1 and 2 are a timing diagram and a block configuration diagram, respectively, for explaining an embodiment of an electronic camera device according to the present invention, and FIG. 3 is a diagram for explaining a screen display of the embodiment, and FIG. 4 and 5 respectively show modified examples of the screen display of the same embodiment, FIG. 6 shows details of a conventional solid-state image sensor, and FIG. 7 shows a solid-state modified to be used in the present invention.
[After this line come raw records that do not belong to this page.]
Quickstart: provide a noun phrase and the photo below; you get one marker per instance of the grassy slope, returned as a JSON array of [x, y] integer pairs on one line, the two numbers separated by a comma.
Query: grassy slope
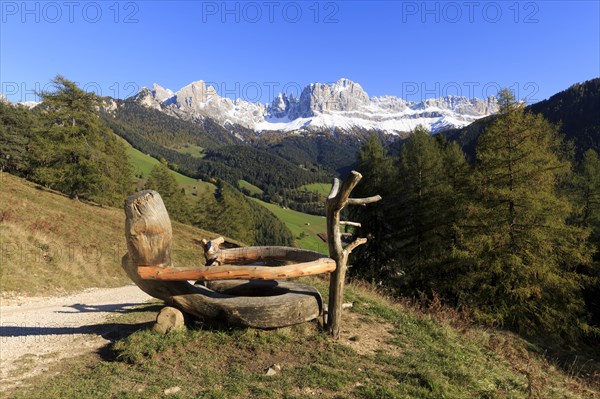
[[50, 244], [143, 164], [319, 188], [250, 187], [387, 350], [298, 223]]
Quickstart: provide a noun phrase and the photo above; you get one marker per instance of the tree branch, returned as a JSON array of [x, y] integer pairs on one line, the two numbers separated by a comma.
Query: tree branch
[[352, 246], [364, 201]]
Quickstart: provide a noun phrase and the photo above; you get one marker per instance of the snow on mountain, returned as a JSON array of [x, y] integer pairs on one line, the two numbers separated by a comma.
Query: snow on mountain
[[341, 106], [28, 104]]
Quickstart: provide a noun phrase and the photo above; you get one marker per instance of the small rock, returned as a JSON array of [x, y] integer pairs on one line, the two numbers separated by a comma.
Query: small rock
[[274, 369], [169, 319], [172, 390]]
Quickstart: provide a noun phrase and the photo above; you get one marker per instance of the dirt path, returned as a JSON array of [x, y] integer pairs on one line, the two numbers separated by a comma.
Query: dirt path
[[35, 332]]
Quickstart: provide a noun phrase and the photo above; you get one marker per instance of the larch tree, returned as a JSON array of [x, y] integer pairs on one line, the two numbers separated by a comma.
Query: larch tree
[[74, 152], [519, 250]]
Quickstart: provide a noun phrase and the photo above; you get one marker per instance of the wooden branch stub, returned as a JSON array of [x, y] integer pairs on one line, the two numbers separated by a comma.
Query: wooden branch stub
[[211, 249], [364, 201], [354, 244], [337, 200], [354, 224]]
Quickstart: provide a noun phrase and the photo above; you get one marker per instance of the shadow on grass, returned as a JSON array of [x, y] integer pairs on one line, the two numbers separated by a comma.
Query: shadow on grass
[[110, 308]]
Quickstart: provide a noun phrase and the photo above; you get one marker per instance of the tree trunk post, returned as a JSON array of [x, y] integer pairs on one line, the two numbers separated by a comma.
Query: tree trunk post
[[338, 198]]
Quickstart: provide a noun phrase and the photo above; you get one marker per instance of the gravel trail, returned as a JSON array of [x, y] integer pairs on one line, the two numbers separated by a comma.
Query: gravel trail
[[35, 332]]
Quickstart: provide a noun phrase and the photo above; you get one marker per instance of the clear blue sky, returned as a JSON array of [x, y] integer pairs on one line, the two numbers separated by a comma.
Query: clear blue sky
[[251, 49]]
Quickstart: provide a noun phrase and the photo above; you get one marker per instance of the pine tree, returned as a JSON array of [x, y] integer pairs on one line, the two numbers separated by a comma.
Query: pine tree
[[16, 130], [419, 218], [586, 195], [372, 261], [73, 152], [519, 252]]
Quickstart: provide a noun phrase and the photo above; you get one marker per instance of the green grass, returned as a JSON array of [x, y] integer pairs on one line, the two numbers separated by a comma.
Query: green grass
[[319, 188], [193, 150], [412, 355], [250, 187], [143, 165], [50, 244], [303, 226]]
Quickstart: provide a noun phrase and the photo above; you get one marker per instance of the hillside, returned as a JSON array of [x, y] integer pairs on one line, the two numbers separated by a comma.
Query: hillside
[[386, 350], [574, 109], [51, 244]]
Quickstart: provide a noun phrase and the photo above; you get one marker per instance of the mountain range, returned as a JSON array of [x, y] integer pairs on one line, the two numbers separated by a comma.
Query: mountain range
[[342, 106]]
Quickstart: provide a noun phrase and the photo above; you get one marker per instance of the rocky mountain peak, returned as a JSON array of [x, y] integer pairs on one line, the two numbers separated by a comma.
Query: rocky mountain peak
[[341, 106]]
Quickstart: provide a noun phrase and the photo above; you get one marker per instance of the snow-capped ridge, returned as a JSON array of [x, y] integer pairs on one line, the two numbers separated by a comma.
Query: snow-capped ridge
[[343, 105]]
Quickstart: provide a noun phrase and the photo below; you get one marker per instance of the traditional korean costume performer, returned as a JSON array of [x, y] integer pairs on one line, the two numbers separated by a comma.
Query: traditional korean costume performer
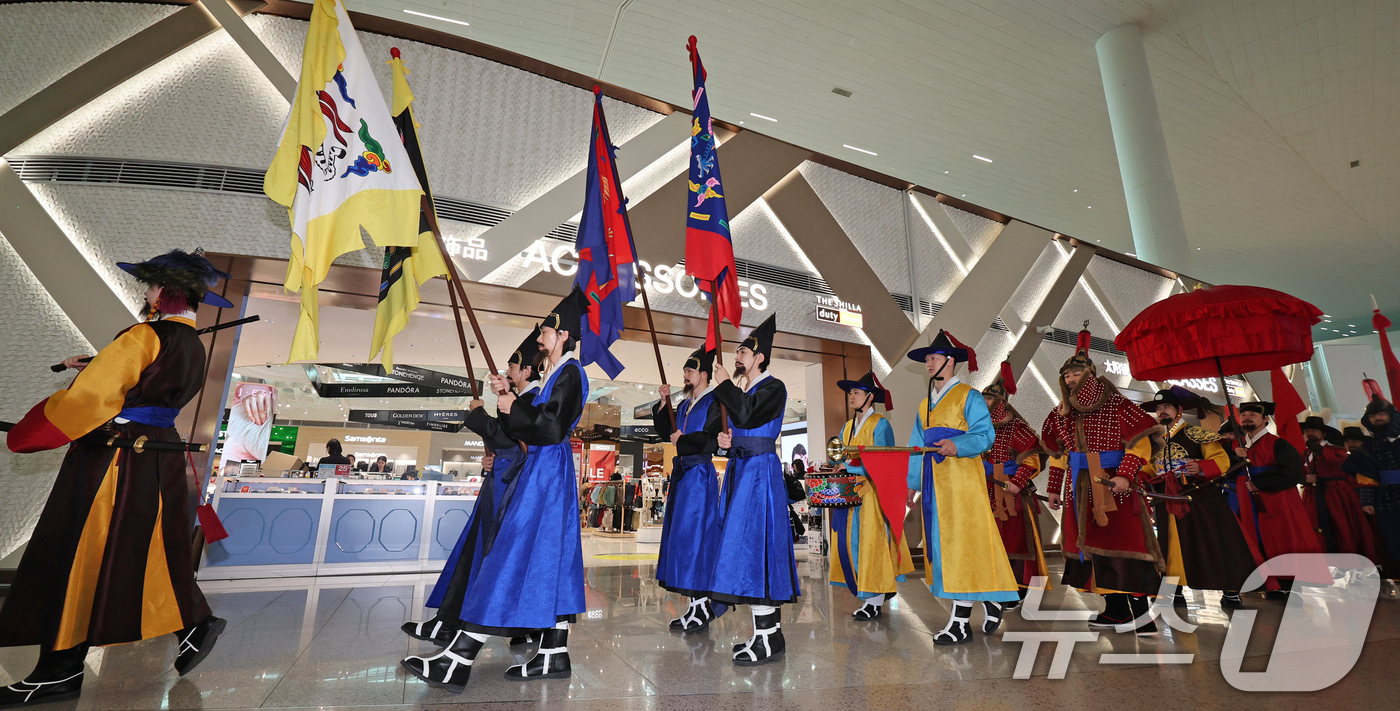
[[111, 560], [496, 493], [1201, 542], [1098, 435], [534, 575], [1264, 494], [686, 560], [1014, 459], [1330, 494], [963, 556], [1376, 468], [870, 547], [753, 553]]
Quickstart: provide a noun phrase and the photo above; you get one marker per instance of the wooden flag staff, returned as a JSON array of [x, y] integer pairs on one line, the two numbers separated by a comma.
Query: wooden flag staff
[[457, 293]]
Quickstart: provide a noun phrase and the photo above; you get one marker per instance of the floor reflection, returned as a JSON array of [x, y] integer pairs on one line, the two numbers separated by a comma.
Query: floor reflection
[[336, 643]]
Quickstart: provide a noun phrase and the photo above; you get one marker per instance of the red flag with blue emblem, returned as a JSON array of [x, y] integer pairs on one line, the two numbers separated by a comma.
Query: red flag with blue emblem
[[606, 256], [709, 245]]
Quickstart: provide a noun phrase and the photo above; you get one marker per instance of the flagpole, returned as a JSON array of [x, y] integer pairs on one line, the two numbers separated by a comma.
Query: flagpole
[[455, 282], [718, 349]]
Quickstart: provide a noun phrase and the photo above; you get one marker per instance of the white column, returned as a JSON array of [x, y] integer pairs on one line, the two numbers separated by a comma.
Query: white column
[[1154, 209]]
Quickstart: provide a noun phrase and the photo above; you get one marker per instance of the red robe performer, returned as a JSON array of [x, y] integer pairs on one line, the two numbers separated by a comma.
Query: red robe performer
[[1011, 463], [1264, 496], [1105, 442], [1330, 494]]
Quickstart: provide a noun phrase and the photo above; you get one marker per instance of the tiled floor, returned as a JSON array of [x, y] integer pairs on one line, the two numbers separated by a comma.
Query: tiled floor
[[335, 643]]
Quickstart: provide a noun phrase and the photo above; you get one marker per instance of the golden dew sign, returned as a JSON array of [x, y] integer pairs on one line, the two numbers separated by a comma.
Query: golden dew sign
[[830, 310]]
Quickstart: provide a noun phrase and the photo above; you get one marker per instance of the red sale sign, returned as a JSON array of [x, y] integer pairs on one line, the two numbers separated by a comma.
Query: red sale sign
[[601, 462]]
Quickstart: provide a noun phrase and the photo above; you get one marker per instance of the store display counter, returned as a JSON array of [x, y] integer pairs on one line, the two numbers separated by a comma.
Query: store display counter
[[331, 526]]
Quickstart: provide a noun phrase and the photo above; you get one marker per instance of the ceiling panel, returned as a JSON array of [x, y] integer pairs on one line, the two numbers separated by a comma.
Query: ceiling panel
[[1264, 105]]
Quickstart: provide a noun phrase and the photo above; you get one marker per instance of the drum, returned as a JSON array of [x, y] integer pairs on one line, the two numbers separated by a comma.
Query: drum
[[833, 491]]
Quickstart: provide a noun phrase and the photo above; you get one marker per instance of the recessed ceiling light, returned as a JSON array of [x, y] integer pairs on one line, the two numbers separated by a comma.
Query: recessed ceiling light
[[436, 17]]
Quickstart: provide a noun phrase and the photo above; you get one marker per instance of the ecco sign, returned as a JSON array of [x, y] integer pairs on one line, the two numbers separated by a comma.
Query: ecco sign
[[662, 279]]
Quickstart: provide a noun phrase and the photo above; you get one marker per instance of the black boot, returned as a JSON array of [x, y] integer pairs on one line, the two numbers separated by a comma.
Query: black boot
[[867, 612], [766, 644], [437, 630], [195, 643], [1116, 610], [550, 661], [991, 616], [1138, 606], [958, 629], [696, 617], [56, 678], [448, 668]]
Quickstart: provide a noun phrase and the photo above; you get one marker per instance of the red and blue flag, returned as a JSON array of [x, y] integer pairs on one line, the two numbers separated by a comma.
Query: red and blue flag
[[709, 245], [606, 255]]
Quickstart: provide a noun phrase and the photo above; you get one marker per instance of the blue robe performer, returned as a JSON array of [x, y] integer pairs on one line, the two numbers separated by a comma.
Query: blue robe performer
[[753, 554], [111, 560], [692, 524], [532, 578], [507, 456], [963, 556], [870, 546]]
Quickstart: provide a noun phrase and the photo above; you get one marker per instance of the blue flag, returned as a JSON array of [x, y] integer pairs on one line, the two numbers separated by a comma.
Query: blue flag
[[606, 256]]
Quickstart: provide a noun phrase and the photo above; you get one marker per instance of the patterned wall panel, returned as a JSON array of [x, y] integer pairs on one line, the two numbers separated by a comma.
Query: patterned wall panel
[[39, 335], [977, 230], [871, 216], [493, 133], [1129, 289], [126, 224], [938, 275], [1080, 307], [1038, 282], [45, 41], [205, 104]]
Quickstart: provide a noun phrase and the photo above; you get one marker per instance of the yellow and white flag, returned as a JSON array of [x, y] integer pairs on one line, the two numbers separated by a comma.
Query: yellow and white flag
[[405, 269], [340, 165]]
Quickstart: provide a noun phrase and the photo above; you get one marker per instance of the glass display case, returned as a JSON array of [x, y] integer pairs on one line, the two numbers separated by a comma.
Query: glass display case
[[273, 486], [335, 526]]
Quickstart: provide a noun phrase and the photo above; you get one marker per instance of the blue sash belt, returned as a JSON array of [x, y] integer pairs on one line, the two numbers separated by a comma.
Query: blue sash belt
[[745, 447], [150, 414], [934, 434], [682, 462]]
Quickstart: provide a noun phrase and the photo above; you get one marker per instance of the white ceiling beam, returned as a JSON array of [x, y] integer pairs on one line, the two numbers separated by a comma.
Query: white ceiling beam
[[233, 23]]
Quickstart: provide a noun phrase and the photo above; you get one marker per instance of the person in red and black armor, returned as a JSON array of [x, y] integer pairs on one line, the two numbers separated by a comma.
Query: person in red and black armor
[[1330, 494], [1375, 463], [1201, 540], [1012, 462], [1264, 496], [1105, 444]]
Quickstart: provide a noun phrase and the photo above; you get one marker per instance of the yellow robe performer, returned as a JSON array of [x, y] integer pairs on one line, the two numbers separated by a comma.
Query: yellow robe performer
[[963, 556], [865, 545]]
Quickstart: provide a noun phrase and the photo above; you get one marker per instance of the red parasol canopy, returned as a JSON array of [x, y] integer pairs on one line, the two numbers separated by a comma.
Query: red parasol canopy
[[1245, 328]]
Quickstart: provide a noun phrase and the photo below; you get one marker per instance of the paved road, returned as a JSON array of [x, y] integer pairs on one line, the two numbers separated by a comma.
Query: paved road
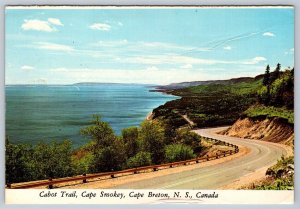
[[262, 154]]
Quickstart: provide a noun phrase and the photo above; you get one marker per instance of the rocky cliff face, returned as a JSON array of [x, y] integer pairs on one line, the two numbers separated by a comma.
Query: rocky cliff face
[[268, 129]]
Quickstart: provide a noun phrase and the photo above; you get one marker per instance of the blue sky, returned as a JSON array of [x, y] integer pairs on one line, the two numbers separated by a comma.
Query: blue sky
[[157, 46]]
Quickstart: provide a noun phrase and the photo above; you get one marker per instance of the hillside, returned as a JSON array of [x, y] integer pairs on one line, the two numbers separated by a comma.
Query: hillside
[[209, 105], [181, 85]]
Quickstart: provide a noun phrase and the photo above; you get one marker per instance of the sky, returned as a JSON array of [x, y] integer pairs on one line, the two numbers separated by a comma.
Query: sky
[[149, 46]]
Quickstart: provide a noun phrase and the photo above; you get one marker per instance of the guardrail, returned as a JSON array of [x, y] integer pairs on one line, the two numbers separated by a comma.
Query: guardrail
[[50, 182]]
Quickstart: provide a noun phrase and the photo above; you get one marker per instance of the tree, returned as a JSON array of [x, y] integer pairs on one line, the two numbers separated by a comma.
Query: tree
[[130, 139], [266, 79], [16, 158], [140, 159], [185, 136], [275, 74], [101, 132], [152, 137], [178, 152], [108, 150], [51, 160]]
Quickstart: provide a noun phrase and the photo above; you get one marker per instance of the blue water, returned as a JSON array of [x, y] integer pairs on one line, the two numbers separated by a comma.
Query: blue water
[[46, 113]]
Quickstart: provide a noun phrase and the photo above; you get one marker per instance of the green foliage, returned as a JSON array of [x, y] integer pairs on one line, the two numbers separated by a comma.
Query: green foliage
[[178, 152], [140, 159], [186, 137], [281, 176], [108, 151], [208, 105], [266, 79], [26, 163], [152, 138], [83, 164], [16, 158], [100, 131], [275, 74], [270, 112], [279, 91], [130, 137]]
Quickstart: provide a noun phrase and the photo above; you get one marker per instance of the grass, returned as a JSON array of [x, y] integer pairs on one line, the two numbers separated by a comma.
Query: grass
[[270, 112], [209, 105], [279, 176]]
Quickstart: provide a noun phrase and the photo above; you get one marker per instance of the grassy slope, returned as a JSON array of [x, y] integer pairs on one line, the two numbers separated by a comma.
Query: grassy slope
[[269, 112], [209, 105]]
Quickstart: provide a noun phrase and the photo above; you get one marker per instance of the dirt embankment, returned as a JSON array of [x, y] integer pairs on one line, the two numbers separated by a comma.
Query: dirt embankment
[[268, 129]]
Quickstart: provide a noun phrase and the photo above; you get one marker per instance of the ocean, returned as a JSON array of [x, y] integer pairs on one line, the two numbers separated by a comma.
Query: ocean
[[37, 113]]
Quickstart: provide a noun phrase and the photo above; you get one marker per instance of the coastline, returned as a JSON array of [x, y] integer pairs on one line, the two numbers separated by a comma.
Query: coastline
[[150, 116]]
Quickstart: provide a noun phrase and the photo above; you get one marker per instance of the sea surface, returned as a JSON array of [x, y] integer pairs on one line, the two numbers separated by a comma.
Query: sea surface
[[56, 112]]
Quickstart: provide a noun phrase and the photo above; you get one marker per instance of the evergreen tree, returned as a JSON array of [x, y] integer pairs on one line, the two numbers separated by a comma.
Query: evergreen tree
[[266, 80], [276, 73]]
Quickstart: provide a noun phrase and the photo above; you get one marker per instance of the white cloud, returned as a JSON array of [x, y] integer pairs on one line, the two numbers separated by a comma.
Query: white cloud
[[27, 68], [268, 34], [55, 21], [182, 60], [100, 26], [150, 75], [41, 25], [38, 25], [254, 61], [53, 46], [227, 47], [152, 68], [186, 66], [40, 81]]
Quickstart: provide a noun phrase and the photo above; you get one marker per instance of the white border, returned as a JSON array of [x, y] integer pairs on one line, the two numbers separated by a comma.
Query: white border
[[153, 2]]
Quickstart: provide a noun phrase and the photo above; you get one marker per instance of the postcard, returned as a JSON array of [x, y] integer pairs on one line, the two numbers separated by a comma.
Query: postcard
[[135, 105]]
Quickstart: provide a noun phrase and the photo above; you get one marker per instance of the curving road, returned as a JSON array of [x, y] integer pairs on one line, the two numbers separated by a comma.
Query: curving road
[[262, 154]]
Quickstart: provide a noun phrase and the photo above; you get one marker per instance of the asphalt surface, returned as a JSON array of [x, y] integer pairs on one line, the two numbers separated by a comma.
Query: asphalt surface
[[261, 154]]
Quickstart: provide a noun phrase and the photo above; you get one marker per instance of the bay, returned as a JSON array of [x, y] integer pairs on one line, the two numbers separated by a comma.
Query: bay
[[56, 112]]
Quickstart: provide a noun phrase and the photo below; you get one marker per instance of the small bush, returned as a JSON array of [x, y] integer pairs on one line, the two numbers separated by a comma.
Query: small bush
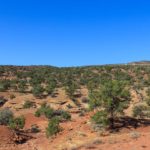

Figure 8 is a timing diagram for explaining the driving of the modified solid-state imaging device; Figure 9 is a diagram showing the light-receiving surface of the modified solid-state imaging device; Figure 10 is a diagram showing the light receiving surface of the modified solid-state imaging device; A diagram for explaining the screen display by the modified solid-state image sensor, FIG. 11 is a timing diagram for explaining a modification of the same embodiment, and FIG. 12 is a timing diagram for explaining the conventional electronic camera device. It is. 11... Solid-state image sensor, 12... Horizontal drive circuit, 1
3... Vertical drive circuit, 14... First signal processing circuit, 15... Second signal processing circuit, 16... VTR,
17... Output terminal, 18... Control circuit, 1
9... Image section, 20... Horizontal transfer stage, 21...
- Output amplifier, 22... Output terminal, 23... Sweep gate, 24... Drain, 25... DC voltage source, 26... Sweep gate, 27... Drain, 2
8.29...DC voltage source.

Claims (1)

[Claims] In an electronic camera device that sweeps out unnecessary charges and reads signal charges within one field period from a photoelectric conversion unit installed on a light receiving surface of a solid-state image sensor, and records the read signal charges on a recording medium, The photoelectric conversion unit is caused to sweep out unnecessary charges and read signal charges multiple times within one field period, and the photoelectric conversion unit corresponding to a predetermined light receiving area of the light receiving surface is charged within one field period. An electronic camera device characterized in that the electronic camera device is configured to extract signal charges read out multiple times as an output of the solid-state image sensor.